Some parents also worry about seizures caused by fever, but less than 2 percent of children experience them. While frightening to witness, febrile seizures are completely benign, with no lasting effects.
The yellowish skin color of jaundice is caused by an excess of a chemical called bilirubin in the baby's blood. Bilirubin is normally processed by the liver, but immature livers of newborn babies can fall behind on this task.
Approximately 15 to 20 percent of babies develop jaundice by their third day. In most cases, it disappears within about a week. When needed, treatment usually involves placing the baby under an ultraviolet light (available for home use).

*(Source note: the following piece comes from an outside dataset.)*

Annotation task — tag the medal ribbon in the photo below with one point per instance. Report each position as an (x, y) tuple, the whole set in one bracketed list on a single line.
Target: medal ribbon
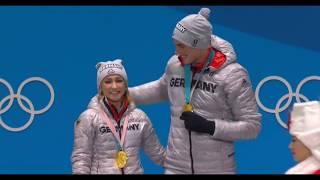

Respiratory syncytial virus may have all the symptoms of a cold in the beginning, but it can progress to a much more serious illness: a lung infection characterized by rapid breathing and wheezing, and sometimes coughing and choking. It's especially hard on premature babies, infants under 4 months of age, and those who have asthma or a lung disease. "RSV can be very serious," Mahle says. "If your infant develops wheezing or you see him working harder to breathe, consult your pediatrician at once."
Since it is a virus, RSV does not respond to antibiotics. Instead, a baby with RSV will be treated with anti-wheezing drugs delivered either through an inhaler or intravenously. In some cases, a baby with RSV will need to be hospitalized.